I watched a PBS American Masters program about Pedro Guerrero, a photographer who’s famous mainly for his three long-term collaborations with artists — architect Frank Lloyd Wright, mobile sculptor Alexander Calder and sculptor Louise Nevelson (who, not surprisingly given the sexism of the art world in general — interestingly, Guerrero encountered racist prejudices at home in Arizona when he was growing up but not in the art world the way Nevelson had to deal with entrenched sexism that treated women artists as less “serious” than men — and which may have something to do with the fact that I didn’t recognize her name instantly the way I did with Wright and Calder). Guerrero is shown being interviewed as an old man (he died in 2012, living long enough to appear in the film but not long enough to see the completed version), and among the interviewees was his wife Dixie Legler, who was about half his age and therefore I guessed (correctly) he’d been married before. In some respects the most interesting part of the film was the early scenes with Wright, who hired Guerrero to photograph the school he established in Arizona, Taliesin West, and Guerrero came up with a series of pictures with an almost tactile sense of perspective (both Guerrero and others discussed the difficulty of creating a sense of three-dimensionality in a flat 2-D medium like still photography) as well as some great shots of Guerrero himself (as an old man he was pretty nondescript-looking but as a young man he was a hunk, and there’s one particular shot of him leaning against one of the Taliesin buildings, dressed in a T-shirt and tight blue jeans showing an enviable basket, oddly premonitory of the opening shot of Brokeback Mountain) and the shirtless guys working on building Taliesin West.

That was neat, though the rest of the show was also compelling and made me wonder how many fantastic artists we’ve never heard of because their work, their ethnicity or their gender just put them on the margins of the art world.
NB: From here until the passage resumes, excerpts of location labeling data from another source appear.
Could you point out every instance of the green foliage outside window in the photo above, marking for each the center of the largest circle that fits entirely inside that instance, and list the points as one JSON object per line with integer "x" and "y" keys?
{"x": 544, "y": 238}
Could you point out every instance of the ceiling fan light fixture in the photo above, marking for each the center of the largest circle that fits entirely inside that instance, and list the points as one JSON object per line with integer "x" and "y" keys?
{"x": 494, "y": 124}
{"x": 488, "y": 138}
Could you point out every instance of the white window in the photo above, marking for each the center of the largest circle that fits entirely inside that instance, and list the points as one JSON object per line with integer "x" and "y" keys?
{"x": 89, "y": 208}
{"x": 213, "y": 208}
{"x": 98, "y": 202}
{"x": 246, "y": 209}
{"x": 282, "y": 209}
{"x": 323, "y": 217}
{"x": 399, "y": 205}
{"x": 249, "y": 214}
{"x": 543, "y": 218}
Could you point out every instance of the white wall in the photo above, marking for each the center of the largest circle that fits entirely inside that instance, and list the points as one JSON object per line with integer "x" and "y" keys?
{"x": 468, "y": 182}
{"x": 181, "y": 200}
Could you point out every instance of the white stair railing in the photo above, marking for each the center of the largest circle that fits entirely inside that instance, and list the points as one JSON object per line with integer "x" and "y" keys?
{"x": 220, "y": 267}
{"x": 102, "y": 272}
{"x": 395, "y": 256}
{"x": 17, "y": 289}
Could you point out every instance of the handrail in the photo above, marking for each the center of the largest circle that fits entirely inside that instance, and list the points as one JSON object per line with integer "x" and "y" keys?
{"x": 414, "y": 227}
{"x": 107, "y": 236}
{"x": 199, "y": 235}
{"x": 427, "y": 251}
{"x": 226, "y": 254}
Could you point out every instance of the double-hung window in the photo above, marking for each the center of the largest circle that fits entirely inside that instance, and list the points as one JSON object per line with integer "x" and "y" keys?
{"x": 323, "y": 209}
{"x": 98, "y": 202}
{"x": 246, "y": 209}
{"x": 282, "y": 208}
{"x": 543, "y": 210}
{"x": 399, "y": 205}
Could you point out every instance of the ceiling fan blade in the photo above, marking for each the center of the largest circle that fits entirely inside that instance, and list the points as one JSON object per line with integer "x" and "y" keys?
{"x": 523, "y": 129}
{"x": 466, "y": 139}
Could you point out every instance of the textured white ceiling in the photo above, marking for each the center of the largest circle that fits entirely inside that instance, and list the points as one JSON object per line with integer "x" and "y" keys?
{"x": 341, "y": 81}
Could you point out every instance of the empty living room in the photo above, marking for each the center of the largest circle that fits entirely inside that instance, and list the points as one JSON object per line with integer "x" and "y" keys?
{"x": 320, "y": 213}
Guerrero enlisted during World War II (much to the displeasure of Frank Lloyd Wright, an avowed and outspoken pacifist, but though his surrogate father might have been against it Guerrero’s real father insisted it was his duty to serve, not only to his country but also to Mexican-Americans in general to prove their loyalty to the U.S.) and afterwards settled in New York City. With his experience at Taliesin he got lots of assignments to photograph buildings, particularly interiors of houses for House and Garden magazine, a gig which lasted 20 years and was his key source of income until he lost it in a quirky and very 1960’s way. It seems the New Jersey town in which he lived appointed him to their draft board, and Guerrero, who may have served in World War II but though the Viet Nam war stupid and pointless, used that position to get a lot of people conscientious-objector deferments. The New York Times broke the story that there was a pacifist on a New Jersey draft board who was using his position to monkey-wrench the system, and House and Garden abruptly decided they would never again employ Guerrero or publish his photographs. So he forsook the world of commercial photography and concentrated on artistic jobs, including documenting Calder’s 1964 exhibit at the Frank Lloyd Wright-designed Guggenheim Museum (thereby combining two of his great mentors in one show) and also working with Nevelson on the considerable challenge of documenting her black-on-black constructions with found materials. While the show tended to drag after a while — at least with the approach they took, there was barely enough material in Guerrero’s life for an hour-long program — it was a quite interesting look at a highly unusual talent and a good co-production for American Masters and Latino Public Broadcasting’s Voces program (and one presumes there’s an alternate version with the narration in Spanish for the Voces-affiliated stations).